The dilemma: Chain-of-Thought reasoning makes VLAs significantly more accurate. But autoregressive generation of CoT tokens is far too slow for real-time deployment. You need the accuracy of reasoning without the latency of verbalization.

The obvious solution: skip the CoT and train the model to output trajectories directly. This is fast — only a handful of tokens — but accuracy drops. The model never gets to "think before it acts." You lose the entire benefit of chain-of-thought.

What if you could keep the thinking but skip the talking? What if the model could reason in some compressed, internal representation — a few latent tokens instead of hundreds of text tokens — and still get the accuracy boost? That is the question OneVL answers.

The CoT Speed Problem

Toggle between explicit CoT (slow, accurate) and answer-only (fast, less accurate). Watch the latency and accuracy trade-off. The bar chart shows why neither approach works for real-time driving.

Why is explicit Chain-of-Thought reasoning impractical for autonomous driving, despite improving accuracy?

Because CoT reasoning uses too much GPU memory Because autoregressively generating hundreds of reasoning tokens adds seconds of latency that a moving vehicle cannot afford Because language models cannot understand camera images

Chapter 1: The Key Insight

Previous work on "latent CoT" (methods like COCONUT and CODI) tried to compress text-based reasoning into a smaller set of latent tokens. The idea was simple: instead of generating 200 tokens of text, generate 20 latent tokens that encode the same information. But every single one of these methods underperforms explicit CoT. Compressing language reasoning into fewer tokens consistently loses important information.

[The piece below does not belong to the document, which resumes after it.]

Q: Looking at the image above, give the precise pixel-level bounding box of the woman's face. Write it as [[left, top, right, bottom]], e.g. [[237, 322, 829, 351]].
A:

OneVL's insight is that language is already an abstraction. When a driver thinks "the pedestrian is crossing from the left," those words are a compressed description of a rich visual scene — the pedestrian's position, velocity, trajectory, the geometry of the crosswalk, the motion of other agents. Language reasoning compresses the world into symbols. Compressing those symbols further loses the causal structure they represent.

The key insight: Instead of compressing language reasoning alone, compress BOTH language reasoning AND visual future prediction into latent tokens. This forces the latent representation to encode causal dynamics — the actual physics of the scene — not just symbolic abstractions. Tighter compression that captures causal structure produces more generalizable representations than verbose token-by-token reasoning.

Concretely, OneVL introduces two types of latent tokens in the response sequence:

Visual latent tokens (Z_v): 4 special tokens that expand to 35 actual VLM tokens. These encode spatial-temporal reasoning — what the road and agents will look like in the near future.
Language latent tokens (Z_l): 2 special tokens that expand to 20 actual VLM tokens. These encode the language reasoning that would have been spelled out in a full CoT.

Each type of latent token is supervised by its own auxiliary decoder. The language decoder reconstructs CoT text from the language latent tokens. The visual decoder predicts future camera frames from the visual latent tokens. At inference, both decoders are discarded — only the latent tokens remain, prefilled in a single parallel pass.

Explicit CoT

VLM generates 200+ text tokens of reasoning, then trajectory. Accurate but slow.

↓ compress

Prior Latent CoT

Replace text with ~20 latent tokens supervised by language decoder only. Faster, but loses accuracy vs explicit CoT.

↓ add visual supervision

OneVL

35 visual + 20 language latent tokens, supervised by BOTH language and visual decoders. Surpasses explicit CoT at answer-only speed.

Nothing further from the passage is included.